Long Day's Journey into <Bleep>
Jerome Herman
jherman at dichotomia.fr
Fri Jun 10 23:53:17 UTC 2011
On 09/06/2011 02:56, Gary Kline wrote:
> Well, people,
>
> It's been a long, long century. I've been down for 5 days.
> Couldn't understand _why_ I couldn't ping anywhere [expect the
> Server itself]. Finally, tho, it became more and more likely that
> my FreeBSD was fine ... even tho I kept stripping the most likely
> problem points. My large 16-port LinkSys router was either *it* or
> it was some kind of bug unknown to geekdom. After a friend bought
> me a new (and tiny) 8-port switch, yes! I could ping everywhere.
>
> I'm still bringing back the dozens of things I removed from ethic.

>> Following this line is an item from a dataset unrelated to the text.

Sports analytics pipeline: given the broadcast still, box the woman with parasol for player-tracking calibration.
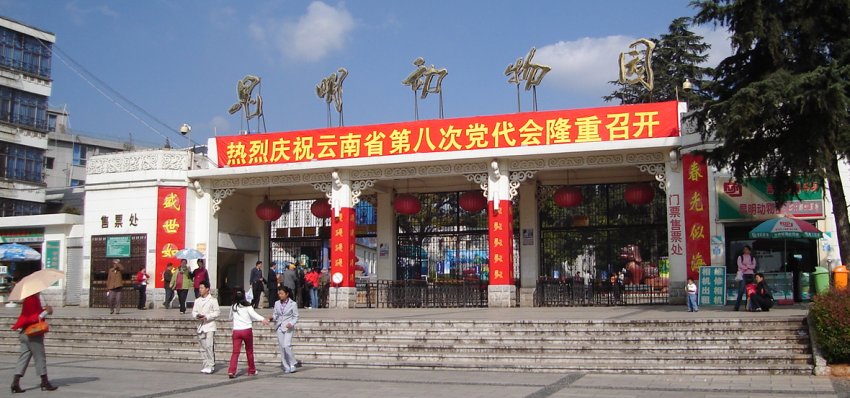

> And testing new ideas. But I have a general question: have any of
> you wizards who run your own domains or otherwise use a switch [or
> hub] *ever* had it just-quit?! It is solid-state. Yes, the box is
> within my feet/foot reach. I have accidently kicked it i suppose,
> but still.
>
> After wandering in the wilderness for 5 days,<<mmph>>, dunno.
>
> gary
>
> PS: yes, this is a serious question. 1) I like things-Cisco, and
> LinkSys. I just bought this switch about 2.5 years ago, so I really
> am looking for feedback.
>
> PPS: Another question to ask about upgrading is next.
>
>
I had a lot of faulty switch, either going all out by themselves or
doing stranger things.
The most common thing is of course the defective port - One port will
start spurting errors and eventually die, with little to no impact on
the rest of the ports. (easy to detect : ping on one port vs ping on an
other port)
Another common error is the "I want full duplex" error. The switch will
announce itself as full duplex before falling back to half duplex
immediately. Most of the time the port will act fine, but under heavy
load you will have a nice panel of network error happening one after the
other. (Also easy to detect : force connected elements to half duplex
for test, if everything starts working again you got your problem)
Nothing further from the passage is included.